ジョンは、そんなキャサリンの返事を気にもかけず、今度はマックスに笑顔を向けた。
「ミスター・コナーズ、彼女は、本当に仕事熱心でね。彼女の働きにはいつも、我々は助けられているん
 ですよ」
ジョンの言葉に、キャサリンは目を丸くした。
ジョンにそこまで人前で褒められたのは初めてだ。
彼女がピピコムのCEOの知人だと思って、多分にリップサービスをしているに違いなかった。

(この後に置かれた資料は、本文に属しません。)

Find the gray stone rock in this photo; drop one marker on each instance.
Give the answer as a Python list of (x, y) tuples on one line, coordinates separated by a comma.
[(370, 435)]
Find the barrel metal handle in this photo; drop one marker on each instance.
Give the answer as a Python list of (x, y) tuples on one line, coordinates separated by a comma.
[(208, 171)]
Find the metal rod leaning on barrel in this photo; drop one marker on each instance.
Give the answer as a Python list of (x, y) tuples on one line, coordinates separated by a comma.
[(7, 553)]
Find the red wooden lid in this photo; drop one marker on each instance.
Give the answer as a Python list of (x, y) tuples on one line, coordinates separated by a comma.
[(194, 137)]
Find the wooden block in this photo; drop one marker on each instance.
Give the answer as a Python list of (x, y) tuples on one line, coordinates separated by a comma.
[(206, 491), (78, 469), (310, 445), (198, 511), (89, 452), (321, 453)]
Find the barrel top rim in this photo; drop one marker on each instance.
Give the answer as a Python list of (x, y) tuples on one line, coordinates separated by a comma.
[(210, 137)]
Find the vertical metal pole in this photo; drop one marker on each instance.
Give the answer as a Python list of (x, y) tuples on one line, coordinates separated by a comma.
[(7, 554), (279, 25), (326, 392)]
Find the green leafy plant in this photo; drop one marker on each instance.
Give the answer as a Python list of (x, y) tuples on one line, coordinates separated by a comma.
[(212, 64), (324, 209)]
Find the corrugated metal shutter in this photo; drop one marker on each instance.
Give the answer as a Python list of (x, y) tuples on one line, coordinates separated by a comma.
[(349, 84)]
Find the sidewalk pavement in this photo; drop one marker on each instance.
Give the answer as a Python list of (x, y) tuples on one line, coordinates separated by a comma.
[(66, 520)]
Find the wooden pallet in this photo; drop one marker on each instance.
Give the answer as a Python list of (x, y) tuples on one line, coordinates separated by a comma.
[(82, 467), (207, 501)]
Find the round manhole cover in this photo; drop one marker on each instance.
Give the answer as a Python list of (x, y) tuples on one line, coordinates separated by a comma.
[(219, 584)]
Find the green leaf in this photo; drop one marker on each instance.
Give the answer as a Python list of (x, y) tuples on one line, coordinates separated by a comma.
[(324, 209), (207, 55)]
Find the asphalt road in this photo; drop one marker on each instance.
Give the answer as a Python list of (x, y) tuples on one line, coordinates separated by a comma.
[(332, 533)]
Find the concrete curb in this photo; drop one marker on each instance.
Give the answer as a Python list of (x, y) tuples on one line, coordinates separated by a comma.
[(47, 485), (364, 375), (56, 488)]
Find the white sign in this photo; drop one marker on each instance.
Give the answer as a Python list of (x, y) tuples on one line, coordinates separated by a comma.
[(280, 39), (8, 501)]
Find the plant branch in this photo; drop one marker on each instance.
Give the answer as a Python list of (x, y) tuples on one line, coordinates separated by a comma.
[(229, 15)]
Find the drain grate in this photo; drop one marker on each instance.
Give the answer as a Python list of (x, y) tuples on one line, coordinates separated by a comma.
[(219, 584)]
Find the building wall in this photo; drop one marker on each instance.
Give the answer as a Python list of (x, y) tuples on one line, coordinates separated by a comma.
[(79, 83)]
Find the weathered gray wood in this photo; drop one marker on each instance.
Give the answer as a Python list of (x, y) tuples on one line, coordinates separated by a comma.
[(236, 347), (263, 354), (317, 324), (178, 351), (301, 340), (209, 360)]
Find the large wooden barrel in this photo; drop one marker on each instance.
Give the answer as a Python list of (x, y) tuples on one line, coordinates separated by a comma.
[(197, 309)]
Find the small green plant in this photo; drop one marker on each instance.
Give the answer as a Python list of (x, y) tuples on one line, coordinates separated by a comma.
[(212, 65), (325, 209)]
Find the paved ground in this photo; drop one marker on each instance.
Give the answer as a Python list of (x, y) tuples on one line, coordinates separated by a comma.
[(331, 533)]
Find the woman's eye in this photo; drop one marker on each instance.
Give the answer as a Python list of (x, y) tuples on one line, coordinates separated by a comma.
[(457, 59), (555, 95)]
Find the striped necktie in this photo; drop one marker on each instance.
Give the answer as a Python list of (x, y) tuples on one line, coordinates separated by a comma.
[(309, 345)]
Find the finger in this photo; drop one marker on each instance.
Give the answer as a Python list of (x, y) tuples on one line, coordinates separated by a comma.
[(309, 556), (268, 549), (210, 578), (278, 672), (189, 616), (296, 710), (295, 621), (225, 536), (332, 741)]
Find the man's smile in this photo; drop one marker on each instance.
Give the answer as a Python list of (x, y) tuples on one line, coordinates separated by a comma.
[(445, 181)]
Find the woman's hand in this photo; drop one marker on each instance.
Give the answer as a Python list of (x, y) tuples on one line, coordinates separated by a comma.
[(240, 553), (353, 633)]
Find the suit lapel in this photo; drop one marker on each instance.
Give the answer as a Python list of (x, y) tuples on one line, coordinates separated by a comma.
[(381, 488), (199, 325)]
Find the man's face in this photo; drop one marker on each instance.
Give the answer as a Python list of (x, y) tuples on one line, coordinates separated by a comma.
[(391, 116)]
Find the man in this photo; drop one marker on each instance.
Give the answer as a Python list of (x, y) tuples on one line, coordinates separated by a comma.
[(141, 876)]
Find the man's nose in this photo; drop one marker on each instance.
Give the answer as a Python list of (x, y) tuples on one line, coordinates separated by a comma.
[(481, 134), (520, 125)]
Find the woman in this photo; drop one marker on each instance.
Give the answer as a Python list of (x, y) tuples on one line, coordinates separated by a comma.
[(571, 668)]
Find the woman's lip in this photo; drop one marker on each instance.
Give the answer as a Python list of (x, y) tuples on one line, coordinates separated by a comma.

「ええ、彼女の仕事熱心さには、僕も敬服しています。正確には、彼女に勧められたわけでは無いのです
 よ、ミスター・ウィンターズ。彼女とは3年前にも御社のパーティーで会っていますが、その後、知人
 を介して再会しましてね。その時、仕事の話になったのですが、仕事の話をする彼女が、御社を誇りに
 思っていることが僕にもよく伝わりました。それで、その様な社員を持っておられる御社に、興味が沸
 きました」

マックスは、すらすらと話した。
キャサリンは、3年前の設立20周年パーティーでマックスと会っていた事をやっと思い出した。
彼女は、マックスに言われるまでその事を忘れていた自分に驚いた。

彼は、彼と彼女の関係を普通の友人として堂々と言ってのけた。
キャサリンはその彼の様子にも驚嘆した。
だが腑に落ちない点もある。
マックスは、彼女が彼に仕事の話をしたと言ったが、彼女はそんな事をした覚えは無い。
しかし彼の口からその事が語られると、それはまるで真実のようだ。
もっとも、覚えていないだけで、真実かも知れなかった。

「そうでしたか、なるほど。しかし、3年前のパーティーにご参加いただいていたとは、僕は存じ上げな
 かったな」
トビ―が会話に参加した。
ジョンがそれを引継ぐ。
「3年前の、設立20周年パーティーですな。ええ、覚えていますよ、あの時、直接ご招待はしておりま
 せんでしたね。確か、どなたかとご一緒に来られた」
「知人の会社が御社に顧問をお願いしていたんですよ」
マックスは、ジョンの質問にはぐらかすような答え方をした。

――そうだった、そのパーティーで彼はとても綺麗な女性と来ていたんだわ。
キャサリンは細かい個所まで思い出した。
そして何故か反発心を覚えながら、3年前のマックスのパートナーの女性を思い出し、彼はさぞもてるに違いない、と思った。
彼はお金持ちで、成功者で、若く、美しい。そして会話も洗練されているし、悔しいことに女性の扱いも上手い。
その事をキャサリンは、うろ覚えではあるが身をもって知っている。

キャサリンの頭に、あの夜の事が蘇る。
ぞくりとして、胸の頂に熱が集まるのを感じた。
彼女はその感覚を拭い去る様に、こぶしを握りしめた。
キャサリンは、彼がそうやって多くの女性と一夜を共にして来たんだろうと思った。
パーティーで一緒だった女性とも同じ様に過ごしたに違いなかった。

「ああ、そうでしたね、モデル事務所の。ご一緒の方はとても美しい女でしたね、彼女の名前はなんだっ
 たかな」
ジョンは、彼の癖である眉根をもみつつ、思い出しながら言い掛ける。

マックスの瞳から、それまでの温和な雰囲気が消えた。
どうやらこの話題を続ける気は無いらしい。
ジョンはマックスの無言のプレッシャーにたじろぐと、話題を変えた。

「ああ、いやその・・・。ところで、ミスター・コナーズ、先程おっしゃっていた、東南アジアでの不動
 産の件ですが、そちらをどのようにお進めになりたいと、お考えでしょうか」

マックスはジョンの従順な対応に満足した様に、唇の端を上げ、微笑みをジョンに向けると、横に座っている彼の秘書を見た。
阿吽の呼吸でフランツ氏が詳細について語り始める。

場は、完全にマックスに支配されていた。
ピピコムを世界的企業に押し上げた彼にとって、このぐらいの事は造作も無いのだろう。